“Take him into custody, p’leeceman,” says the baker.

“No, no, no,” says the crowd. “Now, none of that,” says I.

“Take him into custody, p’leeceman,” says the baker; “he stole a quartern loaf. Comes into my shop a-beggin’, and because I would not give him anythin’ he whips up a quartern loaf and bolts with it, but I ran after him and ketched him.”

Well, I looks at the baker and I looks at the man, and I thinks to myself, “Here’s a case.” But there was nothin’ else for it, so I takes the loaf under my arm, and gets hold of the poor shiverin’ crittur, and away we goes with a long train of boys and sech a follerin of us; but what with the bad night and the long ways as we had to go, they soon all drops off, and we goes along together, me and the poor chap, with only the people a lookin’ at us as we passed ’em.

“P’leeceman,” says my prisoner all at once, and it was the first word he had spoken. “P’leeceman,” he says, “are you a man?”

Well, yer see, sir, I didn’t like my job that evenin’, for it raly did seem as if the poor chap took the bread because he was a starvin’, and he wasn’t a common chap neither, and we knows pretty well what sort a feller is by his looks, I can tell yer.
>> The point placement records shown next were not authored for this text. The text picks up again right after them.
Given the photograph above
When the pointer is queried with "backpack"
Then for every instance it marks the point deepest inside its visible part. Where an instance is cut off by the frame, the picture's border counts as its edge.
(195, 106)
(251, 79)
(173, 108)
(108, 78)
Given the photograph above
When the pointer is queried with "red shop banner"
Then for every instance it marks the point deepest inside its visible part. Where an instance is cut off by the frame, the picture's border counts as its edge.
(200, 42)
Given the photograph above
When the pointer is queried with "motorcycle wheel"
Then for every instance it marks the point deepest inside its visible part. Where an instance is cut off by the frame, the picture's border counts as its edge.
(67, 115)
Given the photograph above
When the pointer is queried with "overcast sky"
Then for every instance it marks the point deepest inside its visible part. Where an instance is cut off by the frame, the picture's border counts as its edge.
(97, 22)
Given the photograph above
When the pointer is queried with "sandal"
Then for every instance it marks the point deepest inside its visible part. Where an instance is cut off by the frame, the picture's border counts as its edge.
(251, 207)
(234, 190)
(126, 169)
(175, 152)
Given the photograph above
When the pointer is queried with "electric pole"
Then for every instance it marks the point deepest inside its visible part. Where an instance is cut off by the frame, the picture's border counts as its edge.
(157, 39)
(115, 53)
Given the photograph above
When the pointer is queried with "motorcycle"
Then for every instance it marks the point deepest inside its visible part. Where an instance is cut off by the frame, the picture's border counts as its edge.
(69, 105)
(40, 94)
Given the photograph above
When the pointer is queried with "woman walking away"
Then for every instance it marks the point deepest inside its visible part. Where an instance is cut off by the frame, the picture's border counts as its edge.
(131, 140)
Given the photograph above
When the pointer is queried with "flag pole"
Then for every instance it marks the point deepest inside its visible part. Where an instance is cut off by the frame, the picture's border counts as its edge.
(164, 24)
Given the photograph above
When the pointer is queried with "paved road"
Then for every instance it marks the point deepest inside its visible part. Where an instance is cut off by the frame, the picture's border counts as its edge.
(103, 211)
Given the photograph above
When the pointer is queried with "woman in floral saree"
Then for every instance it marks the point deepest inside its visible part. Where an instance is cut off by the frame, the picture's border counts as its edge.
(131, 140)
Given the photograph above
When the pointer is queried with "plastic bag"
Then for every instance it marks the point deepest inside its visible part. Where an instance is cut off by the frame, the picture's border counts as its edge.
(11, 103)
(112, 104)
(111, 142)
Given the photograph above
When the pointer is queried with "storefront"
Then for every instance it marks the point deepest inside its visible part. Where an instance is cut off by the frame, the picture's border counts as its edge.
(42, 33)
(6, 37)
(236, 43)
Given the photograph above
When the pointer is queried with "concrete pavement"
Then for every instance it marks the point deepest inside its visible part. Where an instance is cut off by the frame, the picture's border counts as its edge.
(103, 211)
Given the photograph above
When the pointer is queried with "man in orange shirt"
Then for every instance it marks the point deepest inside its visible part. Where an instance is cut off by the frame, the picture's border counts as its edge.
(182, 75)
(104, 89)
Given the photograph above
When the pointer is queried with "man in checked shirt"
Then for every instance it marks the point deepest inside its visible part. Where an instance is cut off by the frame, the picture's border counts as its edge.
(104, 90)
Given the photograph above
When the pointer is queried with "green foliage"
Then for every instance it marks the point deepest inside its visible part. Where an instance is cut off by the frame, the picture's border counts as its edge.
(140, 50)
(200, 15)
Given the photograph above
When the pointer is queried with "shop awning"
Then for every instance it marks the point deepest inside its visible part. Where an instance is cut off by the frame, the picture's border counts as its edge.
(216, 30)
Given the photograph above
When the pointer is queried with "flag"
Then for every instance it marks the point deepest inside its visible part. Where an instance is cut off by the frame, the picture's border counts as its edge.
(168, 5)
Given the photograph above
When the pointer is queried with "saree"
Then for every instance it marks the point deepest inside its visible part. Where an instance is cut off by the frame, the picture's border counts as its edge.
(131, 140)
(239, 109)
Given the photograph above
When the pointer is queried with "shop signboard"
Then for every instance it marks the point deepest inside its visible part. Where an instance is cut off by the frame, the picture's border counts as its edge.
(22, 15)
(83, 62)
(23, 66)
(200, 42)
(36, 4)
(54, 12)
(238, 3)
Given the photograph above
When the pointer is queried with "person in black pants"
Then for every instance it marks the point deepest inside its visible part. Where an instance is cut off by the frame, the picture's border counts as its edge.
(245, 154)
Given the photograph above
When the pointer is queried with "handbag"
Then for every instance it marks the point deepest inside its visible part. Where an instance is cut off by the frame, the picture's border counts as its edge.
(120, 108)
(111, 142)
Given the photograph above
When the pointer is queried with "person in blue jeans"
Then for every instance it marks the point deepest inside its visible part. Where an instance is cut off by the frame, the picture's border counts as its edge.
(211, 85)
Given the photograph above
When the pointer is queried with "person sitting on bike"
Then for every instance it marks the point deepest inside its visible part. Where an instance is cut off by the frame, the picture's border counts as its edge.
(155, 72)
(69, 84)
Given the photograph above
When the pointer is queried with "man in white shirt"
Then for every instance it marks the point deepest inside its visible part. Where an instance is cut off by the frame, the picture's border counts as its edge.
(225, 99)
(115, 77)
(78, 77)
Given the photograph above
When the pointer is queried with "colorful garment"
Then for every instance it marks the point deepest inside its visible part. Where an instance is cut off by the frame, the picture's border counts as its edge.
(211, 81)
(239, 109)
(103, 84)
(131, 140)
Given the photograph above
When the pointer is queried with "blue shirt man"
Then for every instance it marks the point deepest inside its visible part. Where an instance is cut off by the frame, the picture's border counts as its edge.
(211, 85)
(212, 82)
So when he says them words in such an appealin’ way like, I ain’t werry soft, but I didn’t like my job half so much as I did afore. However, it don’t do for us to be soft, so I says quite chuffy, as if I’d cut up rough—

“What d’yer mean?” I says. “Were you ever hungry—ever famishing?”

“Well,” I says, “I can’t say I ever was, but I’ve been precious dry.”

“Ah!” he says, with a sigh as went right through me, for I could see there was no sham in him, and then he hangs down his head and walks on without sayin’ a word.

He didn’t say no more, so I thinks perhaps as he was hungry, and I says, you may as well carry this here loaf, and if it is picked why it don’t much matter.